Etant donné que les contrefacteurs
eux-mêmes sont autonomes et différenciés, ils peuvent
être considérés comme des sous systèmes dont
l'activité nécessite une coordination illégale et
informelle, mais réelle, et une organisation nécessaires pour
entretenir l'existence et la résistance du marché illégal
des oeuvres musicales. Ainsi, il existe une structuration (informelle) et une
hiérarchisation (non codifiée) de ces contrefacteurs, dont
certains doivent gérer et coordonner l'activité des autres et
leur propre activité : ce sont des sous-systèmes structurants (
les éditeurs et les distributeurs), et les autres sous-systèmes
qu'on pourrait appeler sous-systèmes structurés (fournisseurs et
vendeurs), qui sont à moitié autonomes, puisqu'ils sont
partiellement gérés et coordonnés pour le «
bon » fonctionnement de ce marché dans sa
globalité.
L'émergence du marché illégal des
oeuvres musicales est le résultat d'une agrégation d'actions,
d'attentes, d'aspirations et d'enjeux individuels. En mettant ensemble les
logiques d'action des acteurs (légaux et illégaux), nous avons
abouti à un effet collectif, un effet émergent qui pourrait
être positif ou négatif selon l'angle de lecture. Les pratiques de
la contrefaçon sont socialement construites mais construisent aussi le
social. Analyser ce marché en tant qu'activité
déterminée socialement et économiquement ne signifie
nullement qu'il se réduit à cela ! C'est pourquoi les
représentations ont été considérées comme
étant sociales, parce que le langage qui permettait leur expression
était symbolique et social, et parce qu'également, elles
utilisent des concepts propres au champ social.

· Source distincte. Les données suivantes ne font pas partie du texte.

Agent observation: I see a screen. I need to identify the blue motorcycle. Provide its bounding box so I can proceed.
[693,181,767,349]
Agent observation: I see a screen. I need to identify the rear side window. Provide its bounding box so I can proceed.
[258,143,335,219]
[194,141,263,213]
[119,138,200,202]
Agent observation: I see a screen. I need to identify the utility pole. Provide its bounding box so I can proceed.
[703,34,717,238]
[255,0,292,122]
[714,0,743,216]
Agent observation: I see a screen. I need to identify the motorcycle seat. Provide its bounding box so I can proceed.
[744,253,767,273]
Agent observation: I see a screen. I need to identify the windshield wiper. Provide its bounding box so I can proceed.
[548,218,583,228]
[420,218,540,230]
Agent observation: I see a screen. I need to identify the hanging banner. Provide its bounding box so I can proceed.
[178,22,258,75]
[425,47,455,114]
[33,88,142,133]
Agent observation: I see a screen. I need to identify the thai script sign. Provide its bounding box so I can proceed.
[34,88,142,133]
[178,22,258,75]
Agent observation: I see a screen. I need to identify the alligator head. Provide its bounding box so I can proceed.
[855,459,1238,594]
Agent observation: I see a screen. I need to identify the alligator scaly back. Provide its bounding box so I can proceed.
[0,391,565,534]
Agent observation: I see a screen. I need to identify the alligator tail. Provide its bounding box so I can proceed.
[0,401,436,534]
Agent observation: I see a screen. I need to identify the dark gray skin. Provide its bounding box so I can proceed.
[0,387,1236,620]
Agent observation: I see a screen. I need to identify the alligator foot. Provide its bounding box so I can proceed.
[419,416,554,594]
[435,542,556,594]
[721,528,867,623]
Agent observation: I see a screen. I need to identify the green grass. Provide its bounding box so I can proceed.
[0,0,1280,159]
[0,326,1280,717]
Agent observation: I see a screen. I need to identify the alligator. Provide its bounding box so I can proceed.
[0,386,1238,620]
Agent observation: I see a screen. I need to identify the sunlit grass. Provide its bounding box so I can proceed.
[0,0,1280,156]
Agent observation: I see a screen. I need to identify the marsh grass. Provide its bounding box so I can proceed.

En nous intéressant
à l'environnement social et aux rapports de communication établis
entre les différentes catégories d'acteurs, et tenant compte des
fonctionnements psychologiques nécessaires à la participation de
chacun de ces acteurs à la dynamique socio-économique de
l'émergence du marché illégal des oeuvres musicales , il a
été possible de rendre évident le fait que ces acteurs
vivent dans un monde à la fois physique et symbolique, réel et
idéel, et que ce sont eux qui construisent les significations de leurs
actions et du monde à l'aide de symboles signifiants qu'ils
partagent.
L'obsolescence des lecteurs CD disponibles à
des prix très réduits va de pair avec l'obsolescence des produits
du marché illégal des oeuvres musicales. De même, la
modicité des prix de ces lecteurs va également de pair avec celle
des produits de ce marché. Plus il existera des lecteurs CD
conçus selon la théorie de l'obsolescence et à des prix
modiques, mieux se portera le marché illégal des oeuvres
musicales. Les produits de ce marché s'inscrivent très fortement
dans la théorie de l'obsolescence, et sont l'expression
d'une
réification à outrance des oeuvres
musicales. Le combat contre la contrefaçon et la piraterie musicales
semble perdu d'avance, puisque les prix des lecteurs CD continuent de connaitre
une décroissance irréversible, et qui semble
intrinsèquement liée à la vision de la Nouvelle
économie.
A la fin de cette étude, nous nous rendons
compte que la dynamique de l'émergence du marché illégal
des oeuvres musicales, remet en question la conception classique de l'Economie
de la culture et de la Sociologie de la musique. Il apparaît que dans le
contexte actuel, la prise en compte des réalités socioculturelles
s'impose comme une nécessité. L'Economie de la culture et la
Sociologie de la musique, méritent en définitive d'être
repenser en fonction des mutations que subit de plus en plus le marché
illégal des oeuvres musicales. Ainsi, toute conception
"déconstructionniste" parait aujourd'hui obsolète, voire
infertile, puisque le processus de réification de l'oeuvre musicale est
largement engagé dans la Nouvelle économie, amplifié de
plus en plus par des mécanismes encore plus puissants que ceux
généralement mis en exergue par les sciences sociales : la
marchandisation des oeuvres musicales participe désormais amplement
à cette évolution. C'est désormais cette
réalité qui s'impose d'elle-même, qui est devenue triviale
au moment où la Nouvelle économie augure de nouvelles formes de
sécularisation du marché des oeuvres artistiques en
général et musicales en particulier.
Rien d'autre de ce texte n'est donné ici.